#Unlocked18 marked the 5th year of Unlocking Detention, our virtual ‘tour’ of the UK’s immigration detention estate. Whether you followed the tour from the beginning or you’re just joining us now, we hope you find something to whet your appetite for learning more about detention and how to challenge it. Here’s a guide to the contributions featured in #Unlocked18, with highlights selected by our team of Detention Forum volunteers and images by @Carcazan.

Week 1: Welcome to Unlocking Detention 2018

22 October: Welcome to #Unlocked18!

Detention Forum Project Director Eiri Ohtani welcomes you to the 5th year of Unlocking Detention.

22 October: Unlocking Detention timeline

To mark the 5th year of Unlocking Detention, this timeline tells the story of immigration detention reform from 2014-2018. We released one year at a time as #Unlocked18 progressed and the whole timeline is now available.

22 October: Immigration detention: The glossary

To help navigate the world of immigration detention, we created a visual glossary with key terms and acronyms used during Unlocking Detention. The images from this glossary are available to download and share

23 October: ‘When I become untamed’: Reflections on life in detention

A powerful, evocative poem written and recorded by Red (not his real name), while he was detained in Colnbrook detention centre. Red is a member of the Freed Voices, a group of experts-by-experience, people with lived experience of immigration detention who are committed to speaking out about the realities of immigration detention in the UK. 

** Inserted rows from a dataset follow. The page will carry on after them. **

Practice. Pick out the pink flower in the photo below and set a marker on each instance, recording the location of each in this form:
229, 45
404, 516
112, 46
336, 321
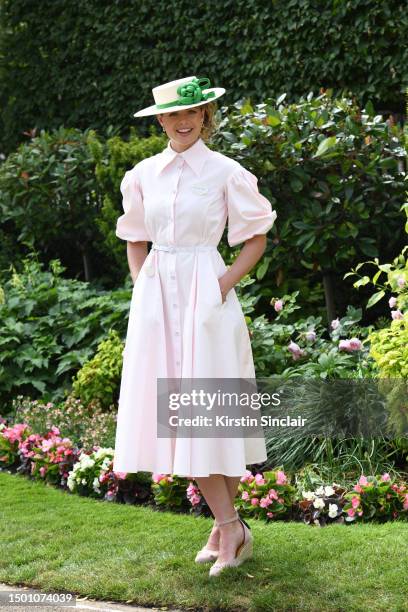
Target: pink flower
195, 499
278, 305
344, 345
247, 476
295, 350
355, 344
355, 502
259, 479
396, 315
281, 477
158, 477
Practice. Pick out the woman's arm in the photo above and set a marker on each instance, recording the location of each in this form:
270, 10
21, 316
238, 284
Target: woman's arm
250, 253
136, 254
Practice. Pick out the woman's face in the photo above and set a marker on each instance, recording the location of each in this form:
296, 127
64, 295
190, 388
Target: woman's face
183, 127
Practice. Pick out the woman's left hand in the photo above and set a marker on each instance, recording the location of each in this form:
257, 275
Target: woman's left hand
224, 288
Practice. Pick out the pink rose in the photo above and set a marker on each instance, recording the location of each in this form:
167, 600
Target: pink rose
355, 502
295, 350
195, 499
246, 476
396, 315
259, 479
281, 477
355, 344
278, 305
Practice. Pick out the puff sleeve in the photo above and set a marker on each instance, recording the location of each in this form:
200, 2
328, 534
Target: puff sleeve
131, 225
249, 212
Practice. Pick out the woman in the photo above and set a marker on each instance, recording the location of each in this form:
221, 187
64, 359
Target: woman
185, 319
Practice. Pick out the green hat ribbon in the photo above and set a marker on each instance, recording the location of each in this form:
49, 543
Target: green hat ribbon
191, 93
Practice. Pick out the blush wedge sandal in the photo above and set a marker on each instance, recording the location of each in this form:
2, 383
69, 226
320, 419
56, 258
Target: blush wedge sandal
243, 552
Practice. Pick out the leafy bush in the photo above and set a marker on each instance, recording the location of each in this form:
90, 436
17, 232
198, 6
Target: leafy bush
335, 175
50, 326
50, 200
86, 425
99, 378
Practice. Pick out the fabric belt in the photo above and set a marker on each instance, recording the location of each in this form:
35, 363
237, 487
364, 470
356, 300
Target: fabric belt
150, 266
176, 248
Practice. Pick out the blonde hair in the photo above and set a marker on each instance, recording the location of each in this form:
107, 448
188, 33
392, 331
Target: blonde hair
210, 124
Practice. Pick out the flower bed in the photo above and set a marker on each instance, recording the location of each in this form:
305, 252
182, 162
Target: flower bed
267, 496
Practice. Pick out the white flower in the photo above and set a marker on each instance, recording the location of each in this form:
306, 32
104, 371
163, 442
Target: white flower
333, 509
95, 485
103, 452
318, 502
86, 462
71, 481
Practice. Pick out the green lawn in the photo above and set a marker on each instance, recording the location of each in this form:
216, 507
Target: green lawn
55, 540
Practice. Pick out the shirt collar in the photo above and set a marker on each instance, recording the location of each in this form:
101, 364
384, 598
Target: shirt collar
195, 156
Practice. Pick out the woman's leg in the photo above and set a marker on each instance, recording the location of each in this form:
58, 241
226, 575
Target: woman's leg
219, 491
232, 483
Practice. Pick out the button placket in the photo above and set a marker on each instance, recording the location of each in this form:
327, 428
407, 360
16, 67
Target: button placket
173, 280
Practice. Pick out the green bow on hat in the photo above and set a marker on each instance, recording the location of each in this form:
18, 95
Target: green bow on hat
191, 93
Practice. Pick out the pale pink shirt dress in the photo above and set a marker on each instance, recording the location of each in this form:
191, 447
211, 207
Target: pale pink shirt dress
178, 326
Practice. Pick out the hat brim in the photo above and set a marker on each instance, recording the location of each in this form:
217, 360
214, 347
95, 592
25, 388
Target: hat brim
153, 110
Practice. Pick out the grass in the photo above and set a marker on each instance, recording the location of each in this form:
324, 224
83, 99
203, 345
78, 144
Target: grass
55, 540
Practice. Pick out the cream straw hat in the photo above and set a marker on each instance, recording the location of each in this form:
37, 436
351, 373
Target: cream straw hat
183, 93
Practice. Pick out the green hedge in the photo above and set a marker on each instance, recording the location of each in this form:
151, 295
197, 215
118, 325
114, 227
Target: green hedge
82, 64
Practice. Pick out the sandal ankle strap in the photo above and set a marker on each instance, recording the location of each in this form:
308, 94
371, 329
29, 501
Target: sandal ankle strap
230, 520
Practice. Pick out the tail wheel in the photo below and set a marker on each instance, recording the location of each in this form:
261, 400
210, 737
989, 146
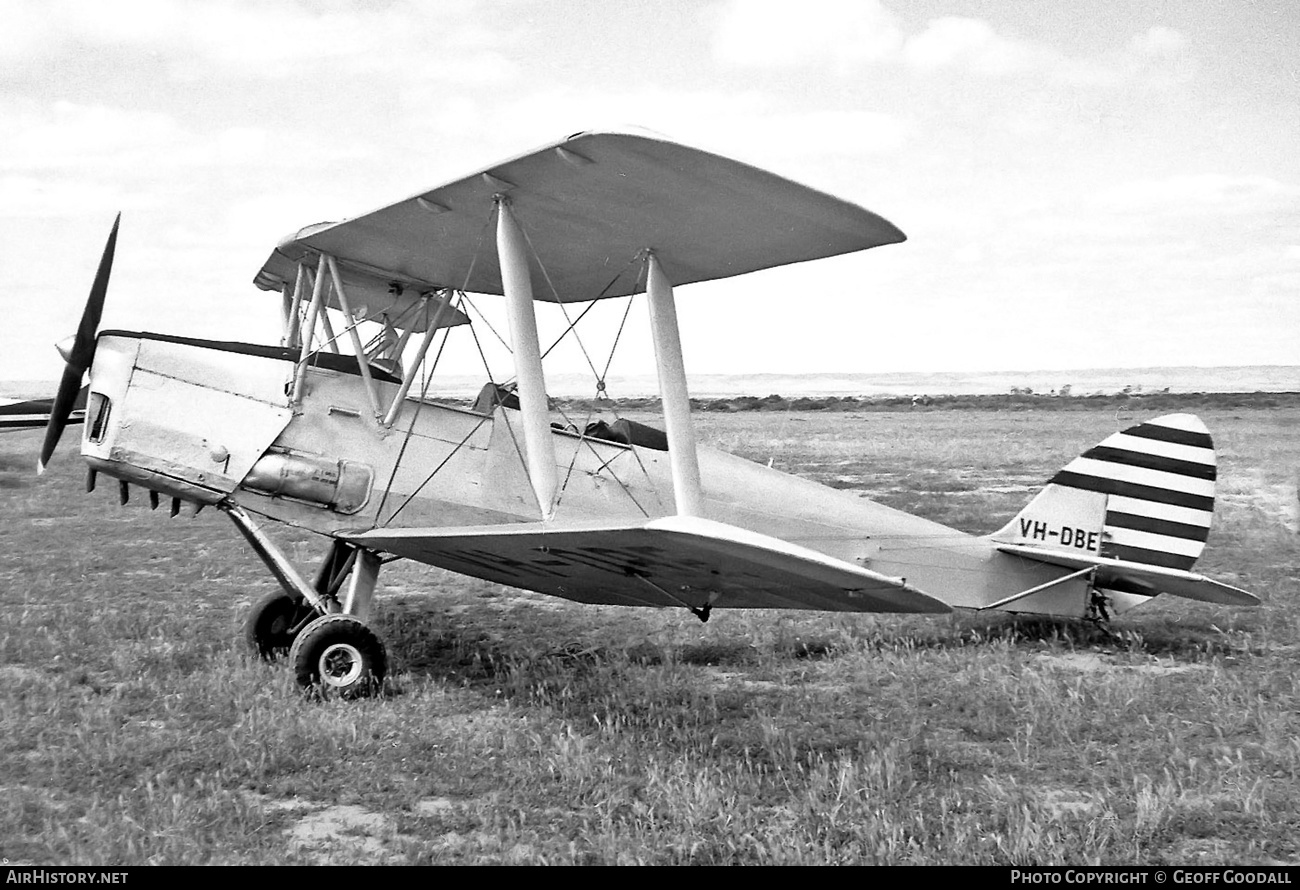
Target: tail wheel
338, 656
271, 628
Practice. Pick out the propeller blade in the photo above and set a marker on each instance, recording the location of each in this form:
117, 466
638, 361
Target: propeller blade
81, 354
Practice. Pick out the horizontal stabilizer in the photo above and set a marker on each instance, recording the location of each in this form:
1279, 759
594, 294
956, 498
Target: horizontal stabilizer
1139, 578
668, 561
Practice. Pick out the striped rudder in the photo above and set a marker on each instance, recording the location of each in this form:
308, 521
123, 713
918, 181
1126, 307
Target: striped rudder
1143, 495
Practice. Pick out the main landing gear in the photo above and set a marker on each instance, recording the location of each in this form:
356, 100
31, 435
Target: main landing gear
320, 626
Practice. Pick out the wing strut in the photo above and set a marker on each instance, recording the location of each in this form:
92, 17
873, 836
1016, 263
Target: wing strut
525, 347
672, 391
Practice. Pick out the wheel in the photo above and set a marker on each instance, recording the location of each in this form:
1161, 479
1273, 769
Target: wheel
338, 655
269, 629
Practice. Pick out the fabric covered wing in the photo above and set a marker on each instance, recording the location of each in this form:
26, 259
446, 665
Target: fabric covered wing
1140, 578
589, 205
668, 561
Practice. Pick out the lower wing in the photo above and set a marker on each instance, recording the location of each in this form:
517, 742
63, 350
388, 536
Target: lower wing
670, 561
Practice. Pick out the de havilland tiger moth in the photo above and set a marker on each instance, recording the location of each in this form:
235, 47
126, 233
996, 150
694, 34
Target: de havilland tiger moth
343, 434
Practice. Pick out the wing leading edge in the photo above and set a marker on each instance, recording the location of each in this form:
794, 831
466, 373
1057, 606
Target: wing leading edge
668, 561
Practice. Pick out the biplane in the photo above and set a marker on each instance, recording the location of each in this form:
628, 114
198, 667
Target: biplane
350, 438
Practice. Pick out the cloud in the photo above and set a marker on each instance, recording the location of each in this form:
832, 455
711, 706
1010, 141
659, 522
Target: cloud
781, 34
1208, 191
846, 37
974, 46
259, 40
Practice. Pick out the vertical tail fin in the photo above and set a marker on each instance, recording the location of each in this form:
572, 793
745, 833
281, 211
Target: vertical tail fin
1143, 495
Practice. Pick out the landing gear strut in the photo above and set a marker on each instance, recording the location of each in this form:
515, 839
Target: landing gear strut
321, 626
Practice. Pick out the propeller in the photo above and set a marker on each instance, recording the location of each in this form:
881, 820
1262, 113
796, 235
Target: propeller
81, 354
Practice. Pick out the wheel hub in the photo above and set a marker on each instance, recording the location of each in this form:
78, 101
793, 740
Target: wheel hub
341, 664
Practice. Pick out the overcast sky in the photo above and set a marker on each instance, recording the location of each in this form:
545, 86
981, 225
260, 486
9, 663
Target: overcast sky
1083, 185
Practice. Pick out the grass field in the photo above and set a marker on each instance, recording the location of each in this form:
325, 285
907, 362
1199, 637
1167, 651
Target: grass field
521, 729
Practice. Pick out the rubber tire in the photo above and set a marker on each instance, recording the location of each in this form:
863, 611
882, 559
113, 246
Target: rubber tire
268, 625
337, 655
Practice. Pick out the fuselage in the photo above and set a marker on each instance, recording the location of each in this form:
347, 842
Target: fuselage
212, 422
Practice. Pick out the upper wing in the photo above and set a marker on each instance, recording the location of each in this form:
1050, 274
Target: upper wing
667, 561
590, 204
1140, 578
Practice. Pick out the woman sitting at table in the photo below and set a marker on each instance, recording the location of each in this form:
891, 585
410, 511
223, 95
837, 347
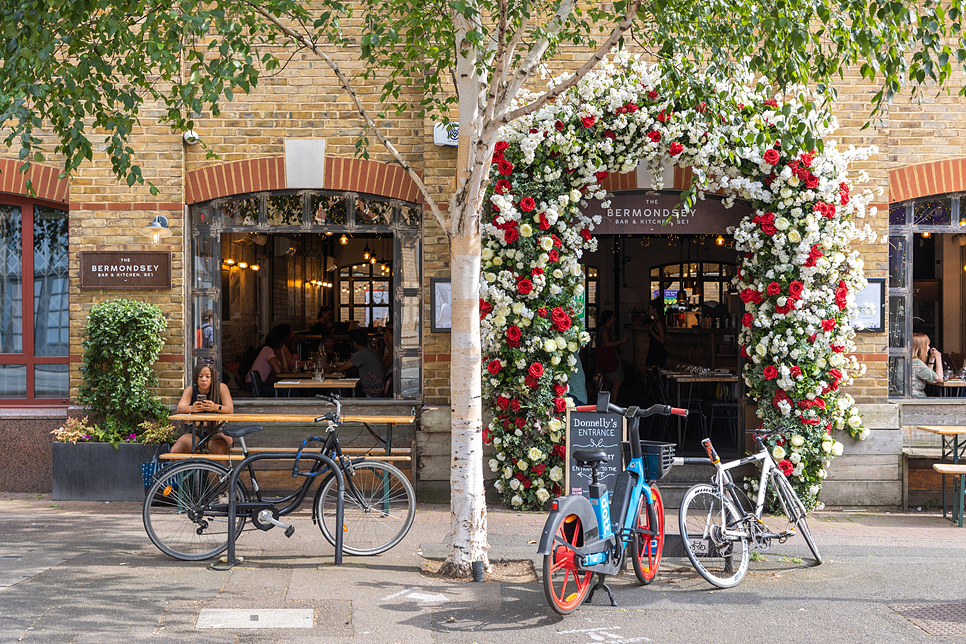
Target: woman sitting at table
205, 394
927, 365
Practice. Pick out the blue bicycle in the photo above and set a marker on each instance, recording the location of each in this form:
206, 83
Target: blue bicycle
583, 536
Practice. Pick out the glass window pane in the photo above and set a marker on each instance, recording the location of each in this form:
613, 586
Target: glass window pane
328, 209
897, 215
371, 212
284, 210
897, 262
13, 381
897, 322
240, 212
51, 381
897, 370
11, 281
51, 323
935, 212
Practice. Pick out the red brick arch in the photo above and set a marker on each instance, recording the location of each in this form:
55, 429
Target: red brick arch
927, 179
258, 175
45, 179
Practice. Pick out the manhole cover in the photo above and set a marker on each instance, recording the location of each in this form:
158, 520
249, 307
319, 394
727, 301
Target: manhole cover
936, 619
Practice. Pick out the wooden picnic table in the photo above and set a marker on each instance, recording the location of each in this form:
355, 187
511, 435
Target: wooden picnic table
296, 419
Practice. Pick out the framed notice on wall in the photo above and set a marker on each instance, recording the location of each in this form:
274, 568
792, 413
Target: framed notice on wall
590, 430
130, 269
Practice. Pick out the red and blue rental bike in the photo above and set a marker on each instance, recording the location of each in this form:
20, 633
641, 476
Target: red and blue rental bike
584, 535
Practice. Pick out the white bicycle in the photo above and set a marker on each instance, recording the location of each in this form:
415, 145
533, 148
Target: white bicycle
719, 531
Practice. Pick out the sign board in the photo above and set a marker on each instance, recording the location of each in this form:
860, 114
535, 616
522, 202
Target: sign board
131, 269
446, 135
641, 213
590, 430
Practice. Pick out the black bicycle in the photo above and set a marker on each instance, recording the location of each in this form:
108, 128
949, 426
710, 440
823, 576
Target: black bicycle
186, 509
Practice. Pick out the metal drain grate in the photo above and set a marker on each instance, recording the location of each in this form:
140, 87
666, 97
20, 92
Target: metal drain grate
936, 619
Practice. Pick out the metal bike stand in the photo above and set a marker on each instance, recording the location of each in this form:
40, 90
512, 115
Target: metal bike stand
233, 481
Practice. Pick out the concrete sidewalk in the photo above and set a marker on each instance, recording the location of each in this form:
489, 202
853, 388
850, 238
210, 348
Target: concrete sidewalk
86, 573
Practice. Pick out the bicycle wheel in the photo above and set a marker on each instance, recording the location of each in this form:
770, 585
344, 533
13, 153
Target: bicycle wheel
794, 504
647, 549
564, 584
378, 508
186, 510
721, 561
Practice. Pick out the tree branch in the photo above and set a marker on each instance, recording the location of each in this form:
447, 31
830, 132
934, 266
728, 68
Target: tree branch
440, 217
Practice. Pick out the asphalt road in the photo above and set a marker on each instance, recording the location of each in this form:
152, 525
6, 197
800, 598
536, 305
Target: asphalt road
90, 575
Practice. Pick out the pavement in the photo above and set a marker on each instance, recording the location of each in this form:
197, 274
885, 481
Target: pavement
86, 573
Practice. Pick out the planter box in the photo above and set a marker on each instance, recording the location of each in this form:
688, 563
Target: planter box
98, 472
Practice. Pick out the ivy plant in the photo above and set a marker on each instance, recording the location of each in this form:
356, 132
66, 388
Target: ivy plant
122, 341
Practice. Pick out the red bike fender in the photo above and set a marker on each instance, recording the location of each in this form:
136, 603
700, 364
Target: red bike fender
566, 506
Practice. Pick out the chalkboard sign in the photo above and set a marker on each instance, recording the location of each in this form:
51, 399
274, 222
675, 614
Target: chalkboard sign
590, 430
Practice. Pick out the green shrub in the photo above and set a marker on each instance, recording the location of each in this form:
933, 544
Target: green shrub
122, 341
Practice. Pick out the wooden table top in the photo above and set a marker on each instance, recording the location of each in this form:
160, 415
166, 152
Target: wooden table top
288, 418
942, 430
308, 383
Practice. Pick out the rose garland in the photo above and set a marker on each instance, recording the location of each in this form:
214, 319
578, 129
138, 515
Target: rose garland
797, 278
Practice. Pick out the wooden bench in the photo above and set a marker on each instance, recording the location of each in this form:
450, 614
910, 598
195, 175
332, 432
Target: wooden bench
959, 489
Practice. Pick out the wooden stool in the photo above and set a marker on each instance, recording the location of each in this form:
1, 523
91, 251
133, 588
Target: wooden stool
959, 488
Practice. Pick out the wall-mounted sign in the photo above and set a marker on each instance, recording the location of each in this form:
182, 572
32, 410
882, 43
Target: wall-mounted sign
132, 269
638, 213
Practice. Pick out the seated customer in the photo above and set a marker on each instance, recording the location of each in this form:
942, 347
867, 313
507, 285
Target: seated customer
372, 376
217, 399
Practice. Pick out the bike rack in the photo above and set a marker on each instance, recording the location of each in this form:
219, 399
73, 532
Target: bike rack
233, 480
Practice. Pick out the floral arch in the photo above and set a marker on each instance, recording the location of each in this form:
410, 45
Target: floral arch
797, 273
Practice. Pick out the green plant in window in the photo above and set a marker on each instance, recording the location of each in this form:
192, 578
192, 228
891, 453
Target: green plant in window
122, 341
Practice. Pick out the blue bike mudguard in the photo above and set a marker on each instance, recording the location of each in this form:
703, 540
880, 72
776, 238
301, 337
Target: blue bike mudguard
567, 505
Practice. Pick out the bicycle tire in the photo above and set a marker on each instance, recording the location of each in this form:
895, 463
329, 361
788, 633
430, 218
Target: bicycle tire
564, 584
646, 549
378, 508
783, 486
177, 515
697, 519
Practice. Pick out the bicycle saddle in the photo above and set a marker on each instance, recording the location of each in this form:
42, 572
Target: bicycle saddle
589, 456
237, 431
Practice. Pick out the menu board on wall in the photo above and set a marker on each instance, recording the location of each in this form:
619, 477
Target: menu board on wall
590, 430
130, 269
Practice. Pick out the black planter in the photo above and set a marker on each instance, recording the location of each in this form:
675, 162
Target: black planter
98, 472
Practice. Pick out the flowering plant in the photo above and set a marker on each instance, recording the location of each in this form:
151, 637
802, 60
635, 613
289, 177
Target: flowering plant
797, 278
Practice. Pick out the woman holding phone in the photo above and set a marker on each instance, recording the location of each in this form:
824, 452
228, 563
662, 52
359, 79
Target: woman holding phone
206, 394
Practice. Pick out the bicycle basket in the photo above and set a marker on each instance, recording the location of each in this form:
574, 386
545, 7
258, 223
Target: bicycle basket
658, 458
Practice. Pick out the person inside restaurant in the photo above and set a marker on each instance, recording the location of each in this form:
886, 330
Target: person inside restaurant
372, 375
927, 365
206, 394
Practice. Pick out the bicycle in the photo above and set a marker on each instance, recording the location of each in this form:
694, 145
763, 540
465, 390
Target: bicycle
186, 511
718, 528
583, 536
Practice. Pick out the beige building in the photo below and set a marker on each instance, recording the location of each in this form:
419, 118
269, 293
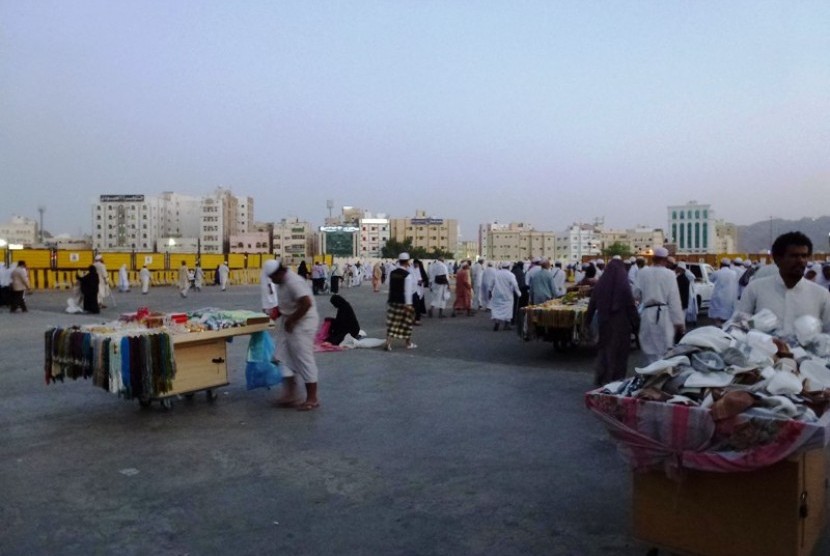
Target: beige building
293, 241
640, 241
516, 241
427, 232
19, 231
726, 237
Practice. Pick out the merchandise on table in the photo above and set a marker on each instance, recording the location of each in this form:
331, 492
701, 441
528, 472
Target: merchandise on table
131, 362
731, 399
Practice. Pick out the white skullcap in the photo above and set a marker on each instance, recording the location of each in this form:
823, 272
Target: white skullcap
270, 267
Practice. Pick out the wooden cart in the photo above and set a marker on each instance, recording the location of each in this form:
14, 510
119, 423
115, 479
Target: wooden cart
778, 510
201, 362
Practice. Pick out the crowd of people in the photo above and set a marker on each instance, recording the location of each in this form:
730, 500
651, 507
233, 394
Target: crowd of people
628, 299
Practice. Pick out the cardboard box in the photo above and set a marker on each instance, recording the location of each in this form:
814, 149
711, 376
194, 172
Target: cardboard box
778, 510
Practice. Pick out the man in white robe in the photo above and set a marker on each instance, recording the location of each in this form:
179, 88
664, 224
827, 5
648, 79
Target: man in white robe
144, 278
661, 313
476, 276
724, 294
224, 273
501, 295
788, 294
487, 278
103, 280
559, 277
439, 286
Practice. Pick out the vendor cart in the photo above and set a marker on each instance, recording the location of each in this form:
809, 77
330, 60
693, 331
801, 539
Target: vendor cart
747, 486
556, 321
163, 364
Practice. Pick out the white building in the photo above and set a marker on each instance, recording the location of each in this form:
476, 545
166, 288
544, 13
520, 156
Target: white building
692, 228
125, 222
577, 242
20, 231
223, 215
374, 233
293, 241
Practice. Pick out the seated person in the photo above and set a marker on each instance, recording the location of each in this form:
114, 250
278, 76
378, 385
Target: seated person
345, 322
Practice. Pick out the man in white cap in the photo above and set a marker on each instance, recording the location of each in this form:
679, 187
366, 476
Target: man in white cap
504, 287
439, 286
103, 280
296, 330
224, 271
724, 294
788, 294
661, 311
400, 312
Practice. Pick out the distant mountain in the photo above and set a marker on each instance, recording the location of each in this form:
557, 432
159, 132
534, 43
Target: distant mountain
755, 238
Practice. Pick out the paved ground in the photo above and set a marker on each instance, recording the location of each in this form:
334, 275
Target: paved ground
474, 443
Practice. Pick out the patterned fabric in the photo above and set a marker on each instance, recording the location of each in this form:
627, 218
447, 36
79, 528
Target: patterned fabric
653, 435
399, 318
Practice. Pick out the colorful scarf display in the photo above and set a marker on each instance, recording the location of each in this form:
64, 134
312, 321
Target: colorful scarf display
137, 364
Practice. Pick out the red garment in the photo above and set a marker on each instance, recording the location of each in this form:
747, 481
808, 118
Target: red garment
463, 290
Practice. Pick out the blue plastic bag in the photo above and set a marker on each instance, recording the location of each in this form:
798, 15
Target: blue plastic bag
260, 370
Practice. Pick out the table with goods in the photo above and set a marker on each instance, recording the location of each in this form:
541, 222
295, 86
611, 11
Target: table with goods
726, 438
559, 320
153, 356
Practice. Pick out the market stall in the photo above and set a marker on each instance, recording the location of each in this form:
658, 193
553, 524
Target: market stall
152, 356
726, 437
559, 320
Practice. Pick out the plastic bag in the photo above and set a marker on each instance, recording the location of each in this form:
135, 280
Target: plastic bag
260, 370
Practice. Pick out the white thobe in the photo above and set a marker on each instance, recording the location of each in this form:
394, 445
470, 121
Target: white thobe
724, 294
559, 281
805, 298
504, 287
144, 276
486, 285
660, 309
224, 272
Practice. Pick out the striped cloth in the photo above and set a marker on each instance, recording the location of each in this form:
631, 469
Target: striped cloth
399, 318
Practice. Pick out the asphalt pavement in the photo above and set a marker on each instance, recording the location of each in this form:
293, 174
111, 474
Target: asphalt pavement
474, 443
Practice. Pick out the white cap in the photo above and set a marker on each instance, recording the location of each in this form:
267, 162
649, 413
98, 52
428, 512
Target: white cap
270, 266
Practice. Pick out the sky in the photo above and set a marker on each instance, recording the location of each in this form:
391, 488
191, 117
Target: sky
549, 112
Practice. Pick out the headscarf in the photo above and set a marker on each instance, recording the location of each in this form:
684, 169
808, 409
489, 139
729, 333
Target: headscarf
345, 322
518, 271
612, 292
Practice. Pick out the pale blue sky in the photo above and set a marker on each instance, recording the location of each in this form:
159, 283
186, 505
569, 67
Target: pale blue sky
543, 112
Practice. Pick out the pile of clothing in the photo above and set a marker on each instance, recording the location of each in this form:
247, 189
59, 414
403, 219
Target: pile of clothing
743, 367
731, 399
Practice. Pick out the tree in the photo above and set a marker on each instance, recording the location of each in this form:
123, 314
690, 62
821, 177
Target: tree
617, 248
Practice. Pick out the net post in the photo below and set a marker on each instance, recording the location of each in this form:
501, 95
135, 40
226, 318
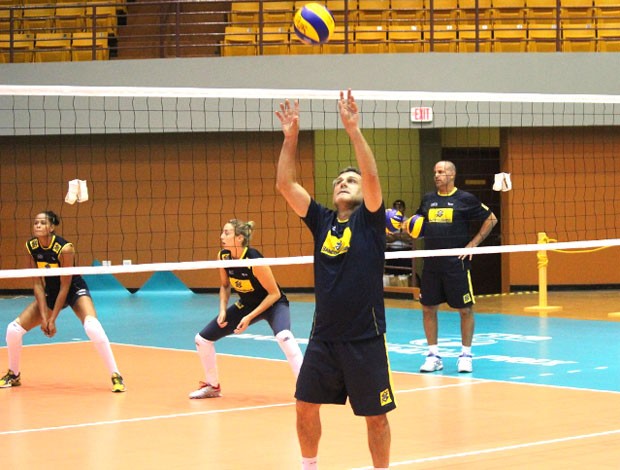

25 October: Depicting wisdom: Drawings from detention

Mishka (not his real name) talks about five drawings he created based on his time in immigration detention. Like Red, Mishka is a member of the Freed Voices. Mishka writes, “when I drew these drawings, the pain and trauma blended into these drawings had already healed and turned into wisdom.”

29 October: Week 1: Launching #Unlocked18

Our first weekly roundup for #Unlocked18. Each week of the tour, we published a roundup of everything shared the previous week to make it easier to look back to find your favourite content or see what you’ve missed.

Week 2: Brook House and Tinsley House

29 October: We can make this world like heaven, or we can make it like hell

A blog from Rafiq (not his real name) who was detained in Brook House detention centre. Rafiq says, “I want to speak out about what I experienced there, and I want to talk about how we can fight for justice”.

30 October: #28for28: Working for ‘the better imagined

Anna Pincus at the Gatwick Detainees Welfare Group writes about her work with Refugee Tales’ ‘28 tales for 28 days’. This campaign began on 11 September and featured the release of 28 videos of tales over 28 days, to highlight the need for a 28 day time limit for immigration detention. 

31 October: How to help end indefinite detention

Zehrah Hasan, Policy and Campaigns Assistant at human rights campaigning group Liberty, writes about Liberty’s campaign to ‘End Indefinite Detention’.

1 November: Live Q&A with Marino in Brook House

The Gatwick Detainees Welfare Group put us in touch with Marino (not his real name), who joined us on the phone from Brook House for our first live Twitter Q&A for #Unlocked18.

The live Q&A’s were definitely the highlight of #Unlocked18 for me. It was such a privilege to speak with DAK, Seed, Siarhei and Marino, who were generous in sharing their time, expertise and insight. The behind-the-scenes hiccups (illness, language barriers, phone numbers changing at the last minute, losing phone reception) made it more interesting but also brought home – once again – the difficulty of being heard from inside detention.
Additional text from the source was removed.